- Folha de S. Paulo
Trunfo divide o bônus dos acertos com o presidente, mas o ônus do fracasso é de seu detentor
O mercado não cooptou Jair Bolsonaro. Nem os militares. Nem mesmo os deputados facebookeiros eleitos na esteira do capitão. O novo presidente não é uma raposa da política, que conhece todos os truques do centrão. Ele é um ouriço: sabe bem apenas uma coisa. Bolsonaro fica eriçado cada vez que suas redes sociais irradiam indignação.

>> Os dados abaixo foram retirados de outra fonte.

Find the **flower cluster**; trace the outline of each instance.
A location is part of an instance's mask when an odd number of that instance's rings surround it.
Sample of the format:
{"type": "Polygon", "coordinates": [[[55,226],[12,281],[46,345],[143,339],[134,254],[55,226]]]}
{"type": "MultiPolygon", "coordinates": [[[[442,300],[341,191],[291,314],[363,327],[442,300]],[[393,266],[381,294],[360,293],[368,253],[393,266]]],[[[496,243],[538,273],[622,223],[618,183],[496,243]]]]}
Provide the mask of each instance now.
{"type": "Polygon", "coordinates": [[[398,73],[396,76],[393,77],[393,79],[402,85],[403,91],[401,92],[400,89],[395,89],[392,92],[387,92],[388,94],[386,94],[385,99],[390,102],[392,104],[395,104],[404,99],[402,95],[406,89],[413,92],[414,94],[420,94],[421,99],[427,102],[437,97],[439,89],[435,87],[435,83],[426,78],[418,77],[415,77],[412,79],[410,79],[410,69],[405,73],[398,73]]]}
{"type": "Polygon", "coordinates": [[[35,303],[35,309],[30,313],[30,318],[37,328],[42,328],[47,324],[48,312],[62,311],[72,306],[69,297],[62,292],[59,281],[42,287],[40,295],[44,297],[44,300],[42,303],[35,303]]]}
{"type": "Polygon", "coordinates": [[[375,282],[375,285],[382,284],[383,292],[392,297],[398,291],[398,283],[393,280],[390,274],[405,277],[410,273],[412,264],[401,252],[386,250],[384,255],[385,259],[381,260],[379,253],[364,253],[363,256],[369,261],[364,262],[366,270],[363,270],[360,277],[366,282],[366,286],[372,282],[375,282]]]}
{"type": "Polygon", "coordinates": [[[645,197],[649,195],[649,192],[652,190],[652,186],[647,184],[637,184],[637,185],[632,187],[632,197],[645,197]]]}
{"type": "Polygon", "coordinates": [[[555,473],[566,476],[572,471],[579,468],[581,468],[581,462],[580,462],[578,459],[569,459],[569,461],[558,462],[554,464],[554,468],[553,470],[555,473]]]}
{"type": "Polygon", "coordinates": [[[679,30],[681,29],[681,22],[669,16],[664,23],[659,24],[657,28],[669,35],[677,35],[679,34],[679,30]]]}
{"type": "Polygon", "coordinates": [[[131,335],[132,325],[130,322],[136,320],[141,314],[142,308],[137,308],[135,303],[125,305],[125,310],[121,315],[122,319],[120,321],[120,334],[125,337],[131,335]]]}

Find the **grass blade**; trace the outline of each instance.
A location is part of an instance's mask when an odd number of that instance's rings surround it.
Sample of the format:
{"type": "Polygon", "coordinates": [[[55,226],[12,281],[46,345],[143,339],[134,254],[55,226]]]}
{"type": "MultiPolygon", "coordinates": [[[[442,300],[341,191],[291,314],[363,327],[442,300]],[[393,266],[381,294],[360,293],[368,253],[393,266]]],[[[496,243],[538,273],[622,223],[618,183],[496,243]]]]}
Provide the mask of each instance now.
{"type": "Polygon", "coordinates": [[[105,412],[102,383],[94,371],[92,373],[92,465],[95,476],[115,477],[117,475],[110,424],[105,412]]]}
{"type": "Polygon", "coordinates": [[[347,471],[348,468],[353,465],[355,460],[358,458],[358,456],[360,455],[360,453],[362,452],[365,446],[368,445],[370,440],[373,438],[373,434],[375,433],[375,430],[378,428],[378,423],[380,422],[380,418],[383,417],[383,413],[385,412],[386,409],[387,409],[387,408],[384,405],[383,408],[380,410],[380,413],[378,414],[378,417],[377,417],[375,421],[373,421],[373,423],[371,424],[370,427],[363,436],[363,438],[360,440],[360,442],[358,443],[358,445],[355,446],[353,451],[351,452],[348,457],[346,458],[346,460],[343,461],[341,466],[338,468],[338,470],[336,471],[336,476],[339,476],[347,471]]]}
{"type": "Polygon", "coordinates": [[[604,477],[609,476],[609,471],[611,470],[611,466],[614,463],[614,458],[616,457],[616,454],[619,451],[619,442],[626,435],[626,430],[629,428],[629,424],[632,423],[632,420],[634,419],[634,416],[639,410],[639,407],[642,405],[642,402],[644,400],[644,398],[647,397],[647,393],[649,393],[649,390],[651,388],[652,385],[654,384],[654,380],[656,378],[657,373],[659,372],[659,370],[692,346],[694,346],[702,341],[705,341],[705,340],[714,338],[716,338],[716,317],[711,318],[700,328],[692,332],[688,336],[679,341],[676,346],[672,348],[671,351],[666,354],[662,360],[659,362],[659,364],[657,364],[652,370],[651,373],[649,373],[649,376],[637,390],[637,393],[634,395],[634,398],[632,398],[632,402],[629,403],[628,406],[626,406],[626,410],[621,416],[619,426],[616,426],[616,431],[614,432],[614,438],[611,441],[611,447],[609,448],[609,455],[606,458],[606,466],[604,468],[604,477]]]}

Bolsonaro confunde as antenas tradicionais. Presidente eleito, comporta-se como um antipresidente. Criado na hierarquia da caserna, tornou-se um delegador de tarefas. Distribui cartas brancas como medalhas do Pacificador (a lista de beneficiários da comenda do Exército ocupou 22 páginas neste ano).
Paulo Guedes, futuro ministro da Economia, recebeu duas delas: uma para nomear Joaquim Levy para o comando do BNDES; outra, na nomeação do presidente da Petrobras, Roberto Castello Branco.
Guedes tem usado a carta branca com prudência. Liberal de raiz, daqueles que leriam Milton Friedman na laje (na “penthouse”, mais apropriado), o economista montou um time experiente. Manterá no futuro governo quadros competentes da gestão Michel Temer e trará outros.
Mas Bolsonaro não gosta de economistas. “Quem ferrou o Brasil foram os economistas”, disse nesta segunda-feira (19). Sempre que livre, navega de acordo com a maré de suas redes. Embora tenha uma espinha dorsal comum, antipetista, a militância do capitão não é reformista. São tribos com déficit de likes atrás de reconhecimento. Bolsonaro falou com elas —e as ouve.
O mercado estabeleceu um sarrafo para o presidente eleito: a reforma da Previdência. Se sua opinião pública aprovar, vai adiante. Caso contrário, a carta branca será a antessala do velho bordão “estar prestigiado”, expressão da crônica política brasiliense pespegada pelos presidentes de plantão a todos os ministros que estão pela bola sete.
A carta branca não é um coringa. Ela divide o bônus dos acertos com o presidente, mas o ônus do fracasso é de seu detentor.